Function parameter pack specialization

Question

template <typename T, typename ... Ts>
void foo(T , Ts ... )
{
}

template <typename ... Ts, typename T>
void bar(T , Ts ... )
{
}

int main()
{
  foo<int, char>(1, 'c'); // well formed
  foo(1, 'c');

  // bar<int, char>(1, 'c'); // ill formed
  bar(1, 'c');
}

Why does explicitly specializing the template parameter function not work in the second case (bar)? It's obvious that the reason is that the parameter pack comes first in the argument-list, but still... why?

In the end of the day both cases work fine with implicit deduction. Explicitly specifying the arguments should only make it easier for the compiler.
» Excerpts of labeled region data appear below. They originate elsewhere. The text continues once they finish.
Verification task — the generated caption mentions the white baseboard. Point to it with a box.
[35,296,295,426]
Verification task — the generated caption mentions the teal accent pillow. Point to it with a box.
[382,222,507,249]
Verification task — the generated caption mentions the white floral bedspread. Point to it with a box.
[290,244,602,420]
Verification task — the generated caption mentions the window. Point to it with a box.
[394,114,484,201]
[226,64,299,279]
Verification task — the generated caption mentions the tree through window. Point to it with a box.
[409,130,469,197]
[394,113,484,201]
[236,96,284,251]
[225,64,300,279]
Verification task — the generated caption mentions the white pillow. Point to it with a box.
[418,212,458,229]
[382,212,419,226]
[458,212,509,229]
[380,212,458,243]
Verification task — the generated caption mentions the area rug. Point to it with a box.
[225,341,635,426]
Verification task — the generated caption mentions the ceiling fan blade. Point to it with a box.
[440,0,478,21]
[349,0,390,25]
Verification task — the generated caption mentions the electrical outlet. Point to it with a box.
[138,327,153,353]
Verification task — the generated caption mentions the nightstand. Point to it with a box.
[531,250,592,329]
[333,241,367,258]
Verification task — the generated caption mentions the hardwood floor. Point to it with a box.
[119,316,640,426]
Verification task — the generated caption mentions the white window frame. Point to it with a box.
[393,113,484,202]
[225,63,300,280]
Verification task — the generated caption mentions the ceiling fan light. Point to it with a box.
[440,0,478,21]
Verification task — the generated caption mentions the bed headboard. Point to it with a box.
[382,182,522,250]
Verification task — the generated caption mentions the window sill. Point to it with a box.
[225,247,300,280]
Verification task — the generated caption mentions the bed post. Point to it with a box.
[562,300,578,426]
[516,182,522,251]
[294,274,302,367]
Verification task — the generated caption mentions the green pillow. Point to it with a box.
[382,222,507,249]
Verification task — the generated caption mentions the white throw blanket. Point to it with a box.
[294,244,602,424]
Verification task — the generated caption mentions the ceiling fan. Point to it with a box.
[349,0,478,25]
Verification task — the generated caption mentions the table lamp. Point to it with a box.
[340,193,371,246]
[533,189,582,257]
To the person who flagged it for duplicate, I am not talking about "normal parameters" if anything like that even exists. Also I am not asking whether I can place a parameter pack before a paremeter, I am asking why I cannot explicitly specify the template arguments when pack comes first in the argument-list.

Answer 1

A parameter pack is "greedy", so when you put Ts first and then explicitly specify template arguments as int, char, the pack gobbles up all the arguments specified, i.e., Ts is int, char and T has not been specified yet. T is deduced from the type of the first argument, but that means the resulting declaration of bar has parameter-type-list int, int, char, since int was deduced for T but int, char was explicitly specified for Ts. So this particular specialization of bar requires 3 arguments but you've only provided 2.